What was still possible to talk about 8 years ago is now taboo.
I supose if I was a denier and immune to facts and data I might say it was all made up.
We know better.
Multiyear
Arctic ice is effectively gone: expert
30
October, 2009
OTTAWA
(Reuters) - The multiyear ice covering the Arctic Ocean has
effectively vanished, a startling development that will make it
easier to open up polar shipping routes, an Arctic expert said on
Thursday.
Vast
sheets of impenetrable multiyear ice, which can reach up to 80 meters
(260 feet) thick, have for centuries blocked the path of ships
seeking a quick short cut through the fabled Northwest Passage from
the Atlantic to the Pacific. They also ruled out the idea of sailing
across the top of the world.
But
David Barber, Canada's Research Chair in Arctic System Science at the
University of Manitoba, said the ice was melting at an
extraordinarily fast rate.
"We
are almost out of multiyear sea ice in the northern hemisphere,"

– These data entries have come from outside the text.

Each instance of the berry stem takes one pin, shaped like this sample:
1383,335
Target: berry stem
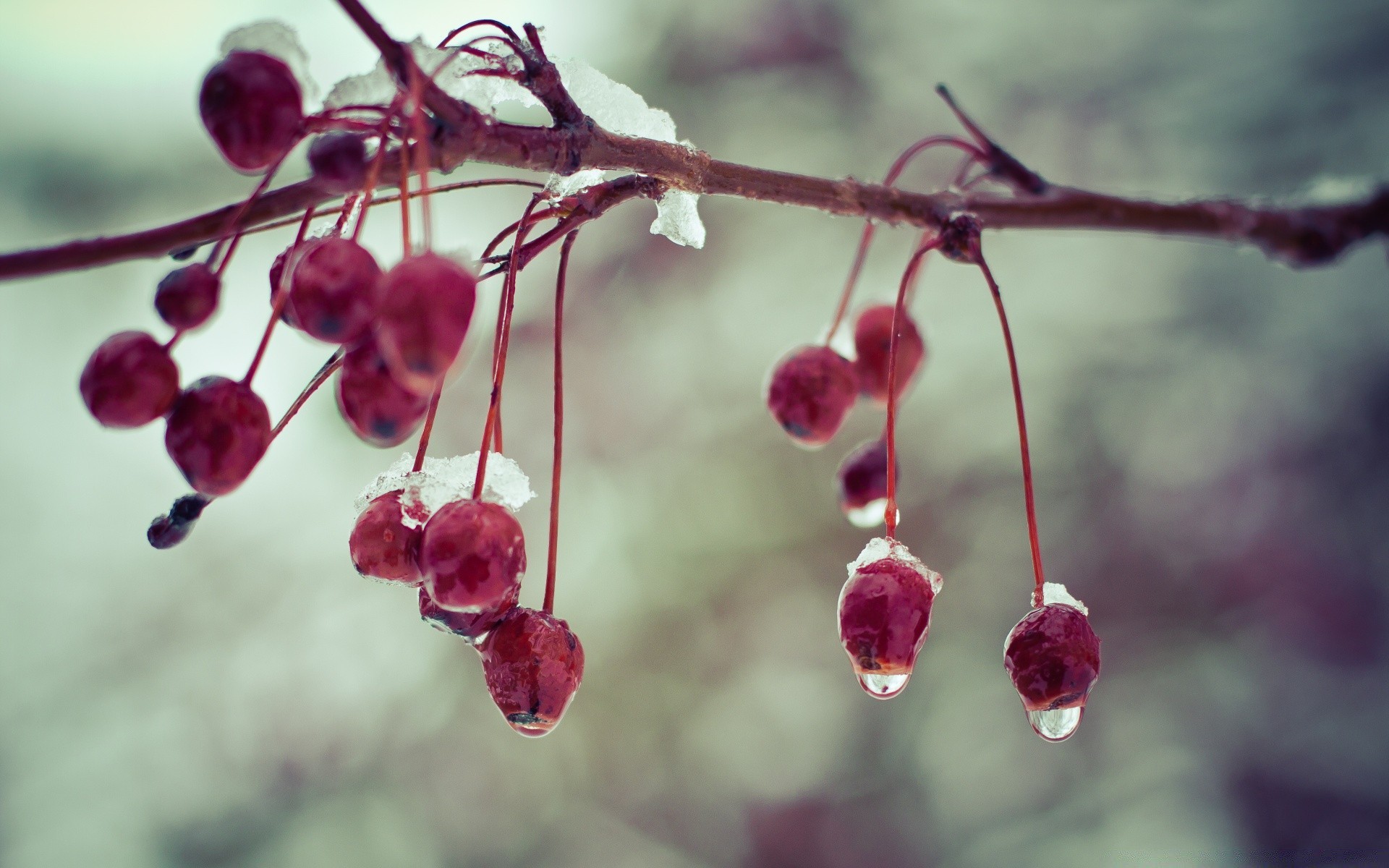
891,427
509,294
558,420
1023,434
281,296
427,430
870,226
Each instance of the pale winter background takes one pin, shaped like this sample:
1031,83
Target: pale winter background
1210,436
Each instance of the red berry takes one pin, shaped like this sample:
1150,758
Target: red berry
334,291
810,393
534,665
382,546
378,409
217,433
1053,658
884,617
338,161
472,556
129,381
863,484
188,296
872,342
471,626
425,310
252,107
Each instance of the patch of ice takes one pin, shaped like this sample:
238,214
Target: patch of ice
884,548
1055,592
443,481
277,39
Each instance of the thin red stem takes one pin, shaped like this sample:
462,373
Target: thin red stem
509,292
870,226
889,431
428,428
558,420
281,296
1023,435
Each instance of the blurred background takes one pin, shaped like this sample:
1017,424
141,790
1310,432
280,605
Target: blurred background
1210,442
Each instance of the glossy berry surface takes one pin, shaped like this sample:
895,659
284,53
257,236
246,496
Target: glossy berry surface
217,434
188,296
872,344
810,393
253,109
534,665
334,291
471,626
129,381
1053,659
884,618
380,410
863,484
338,161
382,546
425,309
472,556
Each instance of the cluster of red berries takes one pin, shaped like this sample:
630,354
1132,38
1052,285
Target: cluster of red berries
399,332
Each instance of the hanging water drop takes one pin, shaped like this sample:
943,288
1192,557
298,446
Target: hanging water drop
1056,724
883,686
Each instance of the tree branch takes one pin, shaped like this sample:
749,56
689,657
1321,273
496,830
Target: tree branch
1294,235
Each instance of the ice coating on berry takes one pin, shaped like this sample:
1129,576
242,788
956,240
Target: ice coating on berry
380,410
470,626
885,616
188,296
872,347
425,309
129,381
810,392
534,664
334,289
253,109
446,480
217,434
1053,658
863,484
471,556
338,161
382,546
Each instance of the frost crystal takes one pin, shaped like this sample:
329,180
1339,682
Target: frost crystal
883,548
1055,592
619,109
443,481
277,39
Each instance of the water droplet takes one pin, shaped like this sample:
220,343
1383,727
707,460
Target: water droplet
1058,724
883,686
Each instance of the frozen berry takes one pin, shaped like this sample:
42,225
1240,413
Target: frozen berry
338,161
863,484
334,291
425,309
534,665
1053,659
252,107
810,393
884,616
472,555
471,626
872,344
188,296
382,546
217,433
129,381
380,410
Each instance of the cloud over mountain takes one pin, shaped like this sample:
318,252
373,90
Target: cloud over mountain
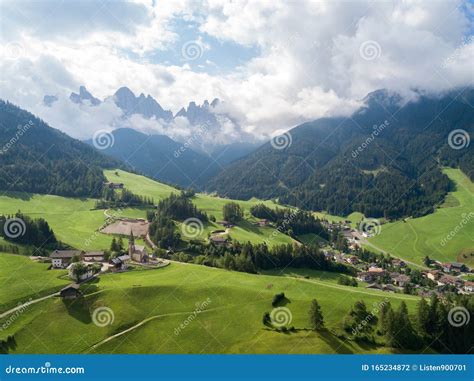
274,64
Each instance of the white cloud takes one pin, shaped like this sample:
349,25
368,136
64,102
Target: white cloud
309,63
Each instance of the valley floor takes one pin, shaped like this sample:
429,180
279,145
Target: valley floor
184,308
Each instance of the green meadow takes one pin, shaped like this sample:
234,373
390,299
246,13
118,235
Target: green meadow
22,279
446,235
154,312
74,221
243,232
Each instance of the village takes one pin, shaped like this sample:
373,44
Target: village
395,275
379,272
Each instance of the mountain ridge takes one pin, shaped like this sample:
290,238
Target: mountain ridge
393,176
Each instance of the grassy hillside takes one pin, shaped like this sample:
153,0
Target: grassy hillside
22,279
72,220
244,232
418,237
230,323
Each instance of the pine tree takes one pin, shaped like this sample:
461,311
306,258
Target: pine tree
316,319
423,317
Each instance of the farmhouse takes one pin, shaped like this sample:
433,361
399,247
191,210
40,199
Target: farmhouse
449,280
138,253
398,263
353,260
70,292
469,287
401,280
120,263
218,240
114,185
365,277
94,256
61,259
433,275
376,271
453,267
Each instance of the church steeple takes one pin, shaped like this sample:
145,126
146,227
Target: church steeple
131,243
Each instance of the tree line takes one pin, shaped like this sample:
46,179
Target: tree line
290,221
21,229
125,198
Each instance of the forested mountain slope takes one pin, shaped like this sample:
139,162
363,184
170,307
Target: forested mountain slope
384,160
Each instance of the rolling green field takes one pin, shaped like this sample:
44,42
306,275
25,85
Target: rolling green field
73,220
243,232
21,279
163,300
428,235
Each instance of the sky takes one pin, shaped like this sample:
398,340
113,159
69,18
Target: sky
275,64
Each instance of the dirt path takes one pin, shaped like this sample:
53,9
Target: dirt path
24,305
187,313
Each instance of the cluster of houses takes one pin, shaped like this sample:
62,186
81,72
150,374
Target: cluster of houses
381,279
62,259
395,280
445,274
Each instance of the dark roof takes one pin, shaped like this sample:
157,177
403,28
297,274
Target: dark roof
93,254
65,253
218,239
74,286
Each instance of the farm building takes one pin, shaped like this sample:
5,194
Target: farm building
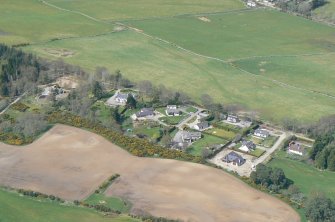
261,133
295,148
233,119
145,112
247,146
202,126
234,158
172,110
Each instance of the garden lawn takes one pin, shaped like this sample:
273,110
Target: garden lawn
306,177
23,209
114,203
207,140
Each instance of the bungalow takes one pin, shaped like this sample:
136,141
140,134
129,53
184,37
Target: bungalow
247,146
202,125
145,112
261,133
233,119
295,148
190,137
172,110
234,158
121,98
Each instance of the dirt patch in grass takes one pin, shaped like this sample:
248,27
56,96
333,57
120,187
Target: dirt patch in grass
204,19
60,53
71,163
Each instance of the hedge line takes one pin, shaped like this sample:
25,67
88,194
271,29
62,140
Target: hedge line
136,146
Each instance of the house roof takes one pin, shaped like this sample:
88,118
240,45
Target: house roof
145,112
233,157
248,144
262,132
203,125
294,146
189,135
122,96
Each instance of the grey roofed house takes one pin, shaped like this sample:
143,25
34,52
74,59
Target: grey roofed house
190,136
261,133
234,158
144,112
201,126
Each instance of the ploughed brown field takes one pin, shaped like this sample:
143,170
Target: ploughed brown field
71,163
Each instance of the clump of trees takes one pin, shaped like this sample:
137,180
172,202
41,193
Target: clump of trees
273,179
303,7
320,208
323,150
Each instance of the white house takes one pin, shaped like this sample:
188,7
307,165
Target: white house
247,146
261,133
121,98
233,119
172,110
295,148
201,126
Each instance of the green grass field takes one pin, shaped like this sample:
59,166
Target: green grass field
134,9
306,177
29,21
23,209
228,36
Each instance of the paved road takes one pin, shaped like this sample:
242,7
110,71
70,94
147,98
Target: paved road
272,149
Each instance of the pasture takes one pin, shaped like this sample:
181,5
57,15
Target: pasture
24,209
71,163
285,87
134,9
134,53
306,177
30,21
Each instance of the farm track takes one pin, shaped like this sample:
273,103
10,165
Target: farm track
230,62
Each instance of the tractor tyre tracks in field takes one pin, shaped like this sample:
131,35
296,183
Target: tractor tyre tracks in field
282,84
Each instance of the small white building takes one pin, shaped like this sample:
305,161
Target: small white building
263,133
201,126
295,148
121,98
172,110
233,119
247,146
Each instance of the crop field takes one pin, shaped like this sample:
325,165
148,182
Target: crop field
306,177
23,209
71,163
273,63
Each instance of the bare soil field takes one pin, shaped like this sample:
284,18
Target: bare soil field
70,163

he said in a presentation in Parliament. The little that remains is
jammed up against Canada's Arctic archipelago, far from potential
shipping routes.
Scientists
link higher Arctic temperatures and melting sea ice to the greenhouse
gas emissions blamed for global warming.
Barber
spoke shortly after returning from an expedition that sought -- and
largely failed to find -- a huge multiyear ice pack that should have
been in the Beaufort Sea off the Canadian coastal town of
Tuktoyaktuk.
Instead,
his ice breaker found hundreds of miles of what he called "rotten
ice" -- 50-cm (20-inch) thin layers of fresh ice covering small
chunks of older ice.
"I've
never seen anything like this in my 30 years of working in the high
Arctic ... it was very dramatic," he said.
"From
a practical perspective, if you want to ship across the pole, you're
concerned about multiyear sea ice. You're not concerned about this
rotten stuff we were doing 13 knots through. It's easy to navigate
through."
Scientists
have fretted for decades about the pace at which the Arctic ice
sheets are shrinking. U.S. data shows the 2009 ice cover was the
third-lowest on record, after 2007 and 2008.
An
increasing number of experts feel the North Pole will be ice free in
summer by 2030 at the latest, for the first time in a million years.
"I
would argue that, from a practical perspective, we almost have a
seasonally ice-free Arctic now, because multiyear sea ice is the
barrier to the use and development of the Arctic," said Barber.
Fresh
first-year ice always forms in the Arctic in the winter, when
temperatures plunge far below freezing and the North Pole is not
exposed to the sun.
Shipping
companies are already looking to benefit from warming waters. This
year two German cargo ships successfully navigated from South Korea
along Russia's northern Siberia coast without the help of
icebreakers.
The
Arctic is warming up three times more quickly than the rest of the
Earth, in part because of the reflectivity, or the albedo feedback
effect, of ice.
As
more and more ice melts, larger expanses of darker sea water are
exposed. These absorb more sunlight than the ice and cause the water
to heat up more quickly, thereby melting more ice.
Barber
said the ice was now being melted both by rays from the sun as well
as from below by the warmer water.
Scientists
are also seeing more cyclones, which pick up force as they absorb
heat from the warmer water. The cyclones help generate waves that
break up ice sheets and also dump large amounts of snow, which has an
insulating effect and prevents the ice sheets from thickening.
After
a long search, Barber's ice breaker finally found a 16-km (10-mile)
wide floe of multiyear ice that was around 6 to 8 meters (20-26 feet)
thick. But as the crew watched, the floe was hit by a series of
waves, and disintegrated in five minutes.
"The
Arctic is an early indicator of what we can expect at the global
scale as we move through the next few decades ... So we should be
paying attention to this very carefully," Barber said.